A unique stage production aimed at introducing theatre arts to young people in Cree communities in northern Quebec wrapped up its month-long tour Tuesday with a final performance in Oujé-Bougoumou, Que.

Mind's Eye, based on a book by Emily Masty and Susan Marshall, explores some of the legends told to generations of James Bay Cree by their elders.

'I'm proud to be Cree after seeing that.' - Cynthia Taylor

The play was staged and performed mostly by Crees, many of whom had never before been involved in a theatrical production. 

Dianne Reid, president of the Aanischaaukamikw Cree Cultural Institute in Oujé-Bougougmou, the group behind the Mind's Eye project, got to read the first manuscripts, and said right from the beginning she was transported by the stories.

"For me it was like a journey, the vision of the old stories, of the legends," she said.

"It was like I was reliving a force within me as I was reading each chapter. The spirit vision in any form, in any medium, it will be part of the legacy that we can give to our youth."

One of the goals of the project was to introduce theatre arts to young Crees, most of whom had never seen a play, much less performed in one.

It took a year of work, a gruelling travel schedule and a budget of about $300,000.

Shirley Cheechoo, a Cree filmmaker based in Ontario who's originally from Eastmain in northern Quebec, was brought in to direct the play.

She brought with her several First Nations actors from Ontario and southern Quebec, to mentor the newbies in the cast.

Pakesso Mukash, a musician and host of CBC's Cree television show, Maamuitaau, had a voice role in the play.
He remembers how tough some of the early rehearsals were. 

Redfern Mianscum

Redfern Mianscum from Oujé-Bougougmou, Que., played the elderly narrator who ties the stories together in the play Mind's Eye, which explores some of the legends told to generations of James Bay Cree by their elders. (Jaime Little/CBC)

"I was like, 'How are they going to pull this off?' And seeing it today, it was the grand finale. They nailed it," he said.

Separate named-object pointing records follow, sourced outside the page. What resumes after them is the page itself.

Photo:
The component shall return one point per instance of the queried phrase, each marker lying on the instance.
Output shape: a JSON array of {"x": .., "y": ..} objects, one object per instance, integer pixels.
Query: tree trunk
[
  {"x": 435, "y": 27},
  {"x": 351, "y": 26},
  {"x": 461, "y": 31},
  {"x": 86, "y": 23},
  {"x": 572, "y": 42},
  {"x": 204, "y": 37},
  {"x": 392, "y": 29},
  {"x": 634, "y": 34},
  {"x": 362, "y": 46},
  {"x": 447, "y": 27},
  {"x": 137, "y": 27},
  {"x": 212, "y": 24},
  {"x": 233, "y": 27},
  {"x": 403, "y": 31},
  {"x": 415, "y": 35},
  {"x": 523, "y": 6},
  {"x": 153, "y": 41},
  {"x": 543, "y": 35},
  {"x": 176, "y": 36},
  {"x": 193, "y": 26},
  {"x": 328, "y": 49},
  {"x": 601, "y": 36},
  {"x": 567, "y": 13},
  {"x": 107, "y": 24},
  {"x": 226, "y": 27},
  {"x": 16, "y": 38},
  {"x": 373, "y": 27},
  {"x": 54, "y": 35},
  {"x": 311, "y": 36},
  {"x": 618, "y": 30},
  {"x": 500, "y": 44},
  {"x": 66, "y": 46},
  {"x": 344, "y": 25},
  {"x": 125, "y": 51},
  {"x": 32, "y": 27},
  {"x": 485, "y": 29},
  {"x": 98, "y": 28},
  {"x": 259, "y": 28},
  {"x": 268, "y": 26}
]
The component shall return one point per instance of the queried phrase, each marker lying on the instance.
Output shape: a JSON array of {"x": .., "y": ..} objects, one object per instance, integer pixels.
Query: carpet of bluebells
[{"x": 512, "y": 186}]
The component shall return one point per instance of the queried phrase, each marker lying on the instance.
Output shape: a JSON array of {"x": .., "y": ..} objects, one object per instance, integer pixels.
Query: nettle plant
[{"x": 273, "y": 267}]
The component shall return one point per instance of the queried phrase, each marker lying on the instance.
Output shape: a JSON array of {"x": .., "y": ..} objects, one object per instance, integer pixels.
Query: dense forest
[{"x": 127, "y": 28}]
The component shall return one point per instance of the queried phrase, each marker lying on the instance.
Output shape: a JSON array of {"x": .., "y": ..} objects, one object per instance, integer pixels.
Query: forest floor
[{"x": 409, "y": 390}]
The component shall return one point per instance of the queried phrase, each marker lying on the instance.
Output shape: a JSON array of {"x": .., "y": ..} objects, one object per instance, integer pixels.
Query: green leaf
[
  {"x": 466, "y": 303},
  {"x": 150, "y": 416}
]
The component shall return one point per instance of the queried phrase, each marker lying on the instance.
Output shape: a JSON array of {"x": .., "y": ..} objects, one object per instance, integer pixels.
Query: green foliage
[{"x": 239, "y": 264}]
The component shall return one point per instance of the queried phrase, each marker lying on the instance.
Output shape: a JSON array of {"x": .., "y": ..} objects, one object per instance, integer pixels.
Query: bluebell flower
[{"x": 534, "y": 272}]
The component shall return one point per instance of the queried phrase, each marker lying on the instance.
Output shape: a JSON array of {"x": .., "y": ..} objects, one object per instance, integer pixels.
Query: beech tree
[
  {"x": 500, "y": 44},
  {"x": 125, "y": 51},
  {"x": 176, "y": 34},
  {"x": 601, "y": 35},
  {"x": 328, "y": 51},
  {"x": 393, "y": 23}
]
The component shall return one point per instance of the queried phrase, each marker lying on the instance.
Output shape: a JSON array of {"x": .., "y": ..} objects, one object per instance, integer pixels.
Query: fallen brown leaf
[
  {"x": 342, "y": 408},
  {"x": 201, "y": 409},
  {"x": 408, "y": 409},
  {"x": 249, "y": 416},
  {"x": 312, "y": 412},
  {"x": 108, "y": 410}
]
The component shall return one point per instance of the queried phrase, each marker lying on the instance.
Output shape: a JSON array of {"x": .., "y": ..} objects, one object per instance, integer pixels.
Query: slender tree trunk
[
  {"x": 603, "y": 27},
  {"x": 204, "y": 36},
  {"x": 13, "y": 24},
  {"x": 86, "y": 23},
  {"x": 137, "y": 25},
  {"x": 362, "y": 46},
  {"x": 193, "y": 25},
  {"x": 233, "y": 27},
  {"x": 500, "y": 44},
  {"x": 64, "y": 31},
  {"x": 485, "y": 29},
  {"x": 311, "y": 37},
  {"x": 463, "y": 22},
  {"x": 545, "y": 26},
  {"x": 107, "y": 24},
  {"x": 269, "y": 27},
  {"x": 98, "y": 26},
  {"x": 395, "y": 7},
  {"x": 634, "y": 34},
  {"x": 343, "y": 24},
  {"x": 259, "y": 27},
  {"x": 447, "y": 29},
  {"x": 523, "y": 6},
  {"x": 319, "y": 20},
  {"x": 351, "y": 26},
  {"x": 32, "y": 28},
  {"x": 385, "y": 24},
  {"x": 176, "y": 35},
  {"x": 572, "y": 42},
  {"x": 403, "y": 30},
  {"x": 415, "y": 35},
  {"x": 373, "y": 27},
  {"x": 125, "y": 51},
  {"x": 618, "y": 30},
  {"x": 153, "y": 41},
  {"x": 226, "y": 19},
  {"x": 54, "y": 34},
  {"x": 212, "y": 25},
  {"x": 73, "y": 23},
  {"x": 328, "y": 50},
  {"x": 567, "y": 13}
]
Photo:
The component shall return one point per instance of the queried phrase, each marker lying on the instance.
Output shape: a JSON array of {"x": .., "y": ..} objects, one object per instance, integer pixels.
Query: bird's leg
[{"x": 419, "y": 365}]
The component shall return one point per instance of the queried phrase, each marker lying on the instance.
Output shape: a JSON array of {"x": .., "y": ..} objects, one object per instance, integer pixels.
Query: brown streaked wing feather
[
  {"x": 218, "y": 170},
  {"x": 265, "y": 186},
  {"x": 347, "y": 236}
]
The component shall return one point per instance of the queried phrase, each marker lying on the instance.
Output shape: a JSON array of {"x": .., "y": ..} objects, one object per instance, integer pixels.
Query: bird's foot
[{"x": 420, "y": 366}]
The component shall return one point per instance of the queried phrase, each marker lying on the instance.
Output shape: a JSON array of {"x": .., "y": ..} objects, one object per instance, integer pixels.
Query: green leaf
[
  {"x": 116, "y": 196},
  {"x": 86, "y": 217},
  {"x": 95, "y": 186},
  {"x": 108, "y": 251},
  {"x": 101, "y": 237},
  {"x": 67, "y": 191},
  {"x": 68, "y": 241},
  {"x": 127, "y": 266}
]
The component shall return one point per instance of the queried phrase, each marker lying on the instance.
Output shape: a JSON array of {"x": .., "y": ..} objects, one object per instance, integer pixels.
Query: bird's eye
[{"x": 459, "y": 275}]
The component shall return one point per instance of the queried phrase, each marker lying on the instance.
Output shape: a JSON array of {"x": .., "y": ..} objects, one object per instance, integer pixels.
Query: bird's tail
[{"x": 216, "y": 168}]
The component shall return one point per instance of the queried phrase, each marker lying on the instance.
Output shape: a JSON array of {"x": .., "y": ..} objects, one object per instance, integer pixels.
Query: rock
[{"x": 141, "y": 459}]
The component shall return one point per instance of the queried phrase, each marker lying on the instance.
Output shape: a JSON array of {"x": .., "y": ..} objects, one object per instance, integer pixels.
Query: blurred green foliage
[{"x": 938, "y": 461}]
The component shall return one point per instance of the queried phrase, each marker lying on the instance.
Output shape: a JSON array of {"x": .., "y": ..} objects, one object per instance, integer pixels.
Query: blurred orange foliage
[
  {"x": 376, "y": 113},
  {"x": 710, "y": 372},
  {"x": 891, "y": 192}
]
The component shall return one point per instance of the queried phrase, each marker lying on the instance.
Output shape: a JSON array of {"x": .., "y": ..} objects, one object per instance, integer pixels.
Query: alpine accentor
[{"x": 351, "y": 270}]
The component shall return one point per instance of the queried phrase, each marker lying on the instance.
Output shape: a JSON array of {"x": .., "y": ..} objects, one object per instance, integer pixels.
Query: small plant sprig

"These kids that I saw struggling at the beginning, making sure they had their lines and putting out the confidence it took to deliver them, it was amazing.

"There were a couple of times I had to hold back tears. I was getting emotional at the delivery of this piece and the stories that were being brought to life. You know, we hear legends, but when they're performed it's something else."

In each community, the team performed the play twice: once for students, and again for the general public.

Redfern Mianscum from Oujé-Bougougmou played the elderly narrator who ties the stories together. He said reaction to the play has been overwhelmingly positive.

"A lot of elders came up to me and said 'We heard these stories before' and it brought back memories from their childhood," Mianscum said.

"And the children, we thought they'd be running around, being loud and distracted while we were playing. But in every community we went, as soon as the play started all the children went silent and focused on the play. And that was amazing to me."

For some though, these legends — including stories of a hunter marrying a caribou, and ceremonies to contact the spirits — created a certain discomfort.

Many Crees are Pentecostal and some decided not to attend the performance because of their beliefs.

"We've heard some discussions that were stimulated by the play, between people who consider themselves fundamentalist Christians and other people who have a stronger allegiance to the old stories," said Stephen Inglis, executive director of the Aanischaaukamikw Cree Cultural Institute in Oujé-Bougougmou.

'It brings a sense of identity.' - Redfern Mianscum

"What we've seen is that the respect for the traditions and the wisdom of the elders is quite uniform and very strong. But it touches on people's values and people's visions of themselves. And I think that's what the arts do."

Actor Redfern Mianscum said it was time for a play such as this one to bring to life the teachings of the elders.

"It brings back an understanding of how life was back then, and it brings a sense of identity, I guess. We are going through an identity crisis, we're struggling. And to do a play, it makes people realize how important it is to live by our values, our culture, basically bring back the teachings."

There are no immediate plans to tour the play outside of Cree territory. However, there has been talk of bringing it to some of the southern cities with sizable James Bay Cree populations, such as Montreal and Ottawa, to offer those who live far from their ancestral homeland a way to connect with the culture.

Cynthia Taylor, who has lived most of her life outside of Eeyou Istchee, travelled from Montreal to Oujé-Bougoumou for the final performance.

"As a Cree myself, not knowing much about our ancestral traditions, it really hit home and there were certain parts, especially at the end, going into the shaking tent, where I could just picture my ancestors," she said.

"It just felt real, and it really got me. I'm proud to be Cree after seeing that."

The final performance was livestreamed by Nûkun Media and is available to view online.